Heureusement que la production est, elle, propre, et surtout maligne et cache-misère à la fois. Au moment où un point de diversité arrive, il est placé sur le devant de la scène pour combler le manque d'inspiration et les hésitations perpétuelles de six musiciens qui apparaîtraient presque comme perdus dans quelque chose qu'ils ne contrôlent ou ne comprennent pas entièrement. L'expérience est là, mais il résulte néanmoins un petit manque de maturité, qui devrait s'acquérir au fur et à mesure, si toutefois Swallow the Sun décide de continuer dans cette direction. Peut-être reviendront-ils à un doom/death plus musclé, comme ce qu'ils faisaient avant. Et paradoxalement, c'est là justement qu'on trouvait le plus d'émotions, un comble pour une œuvre basée sur les atmosphères de ne pas émouvoir.
Swallow the Sun vacille.
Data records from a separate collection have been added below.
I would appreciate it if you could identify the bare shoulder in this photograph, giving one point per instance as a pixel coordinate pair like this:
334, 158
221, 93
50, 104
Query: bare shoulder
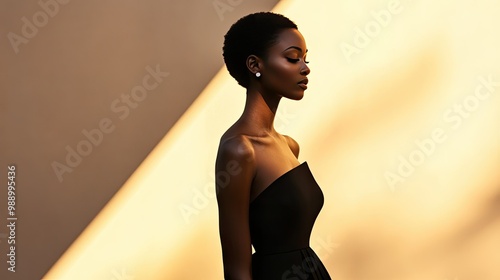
294, 146
236, 152
237, 147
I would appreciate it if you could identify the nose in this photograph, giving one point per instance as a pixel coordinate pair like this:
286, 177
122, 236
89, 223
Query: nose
305, 70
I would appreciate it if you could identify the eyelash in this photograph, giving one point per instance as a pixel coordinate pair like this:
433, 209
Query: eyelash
292, 60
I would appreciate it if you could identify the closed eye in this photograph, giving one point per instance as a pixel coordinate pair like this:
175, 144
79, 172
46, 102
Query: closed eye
295, 60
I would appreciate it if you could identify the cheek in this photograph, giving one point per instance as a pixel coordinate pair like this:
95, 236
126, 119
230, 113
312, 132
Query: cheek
281, 71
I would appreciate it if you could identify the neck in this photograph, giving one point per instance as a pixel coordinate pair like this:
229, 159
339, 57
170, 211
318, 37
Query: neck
260, 110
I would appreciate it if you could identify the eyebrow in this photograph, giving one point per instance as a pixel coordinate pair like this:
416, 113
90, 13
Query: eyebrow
295, 47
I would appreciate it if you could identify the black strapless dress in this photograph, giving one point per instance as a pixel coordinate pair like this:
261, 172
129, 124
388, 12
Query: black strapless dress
281, 220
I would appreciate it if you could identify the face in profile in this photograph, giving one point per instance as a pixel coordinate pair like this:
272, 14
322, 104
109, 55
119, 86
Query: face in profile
285, 69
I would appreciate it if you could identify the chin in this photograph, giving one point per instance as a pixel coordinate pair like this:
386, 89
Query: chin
295, 96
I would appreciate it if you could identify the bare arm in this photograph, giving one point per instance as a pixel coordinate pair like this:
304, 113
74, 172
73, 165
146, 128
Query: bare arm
234, 171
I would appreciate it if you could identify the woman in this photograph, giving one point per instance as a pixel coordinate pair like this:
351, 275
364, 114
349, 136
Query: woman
266, 198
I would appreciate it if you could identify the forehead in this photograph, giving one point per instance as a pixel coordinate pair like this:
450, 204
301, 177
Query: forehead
288, 38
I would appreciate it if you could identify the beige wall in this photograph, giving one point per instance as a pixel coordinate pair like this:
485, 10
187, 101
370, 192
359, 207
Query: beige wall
371, 103
65, 79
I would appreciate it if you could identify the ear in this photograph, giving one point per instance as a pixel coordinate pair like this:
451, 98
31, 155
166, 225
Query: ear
254, 64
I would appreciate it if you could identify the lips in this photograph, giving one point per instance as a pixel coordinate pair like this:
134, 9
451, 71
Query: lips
303, 83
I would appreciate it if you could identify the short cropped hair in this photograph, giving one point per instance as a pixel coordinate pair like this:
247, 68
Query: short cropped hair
251, 35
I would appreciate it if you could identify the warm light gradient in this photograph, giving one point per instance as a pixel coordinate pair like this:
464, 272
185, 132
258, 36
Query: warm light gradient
399, 90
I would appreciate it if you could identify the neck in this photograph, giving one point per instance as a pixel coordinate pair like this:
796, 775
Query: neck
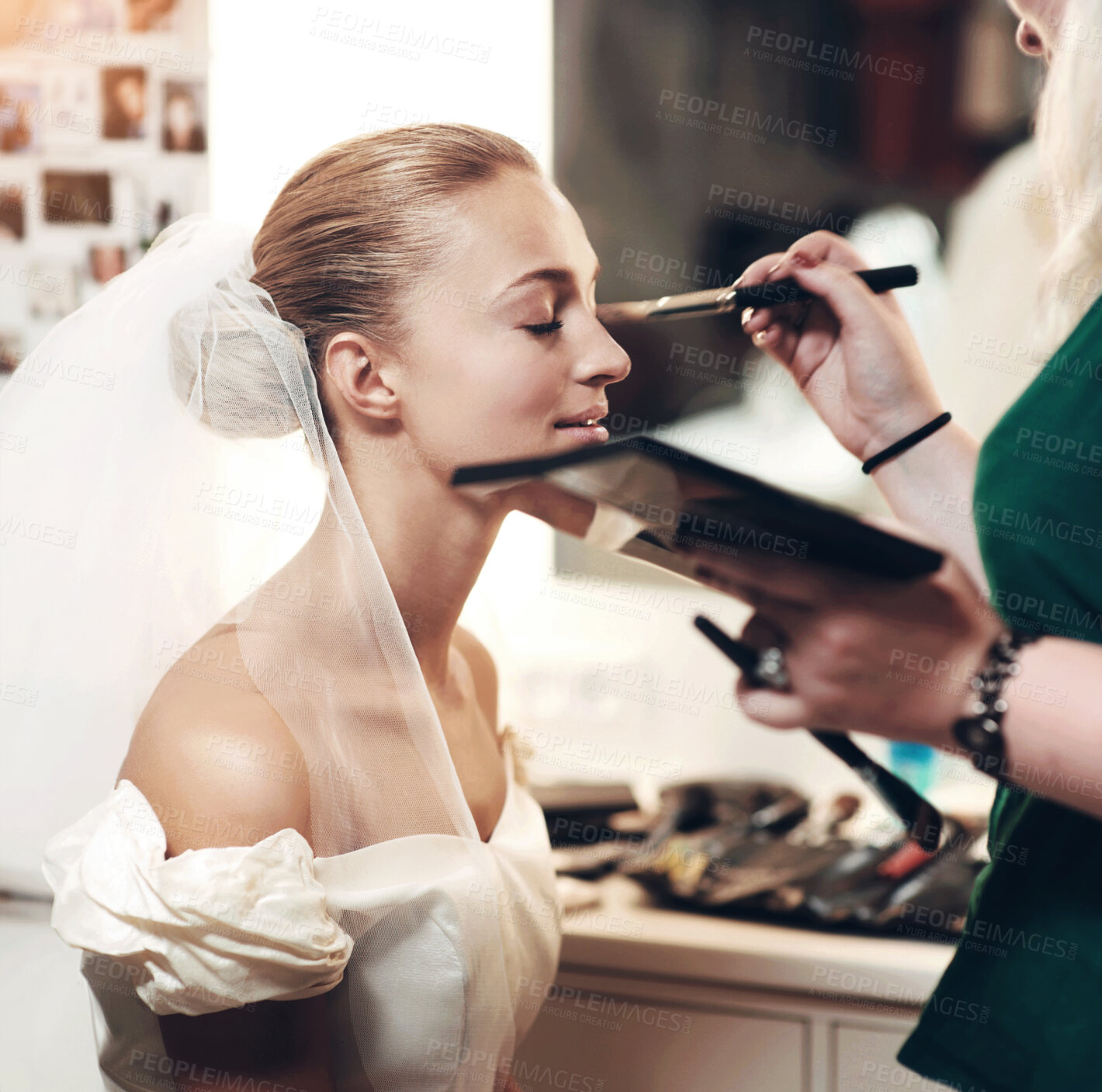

Là où leur carrière était quasi-irréprochable, Emerald Forest and the Blackbird n'en sera pas la continuité, que ce soit musicalement ou qualitativement. Il résulte de l'écoute un ensemble qui n'est pas encore au point, manquant cruellement d'émotions et de stabilité. En revanche, la linéarité, la répétitivité et la déception seront de nouveaux mots à ajouter dans le dictionnaire des finlandais. Enfin gardons espoir et considérons ceci comme un album de transition, d'un genre vers un autre. Celui-ci n'est pas encore acquis, mais le combo a toutes les cartes en main pour gagner en confiance, mettre le pied à l'étrier et accoucher, la prochaine fois, d'un brûlot plus réussi.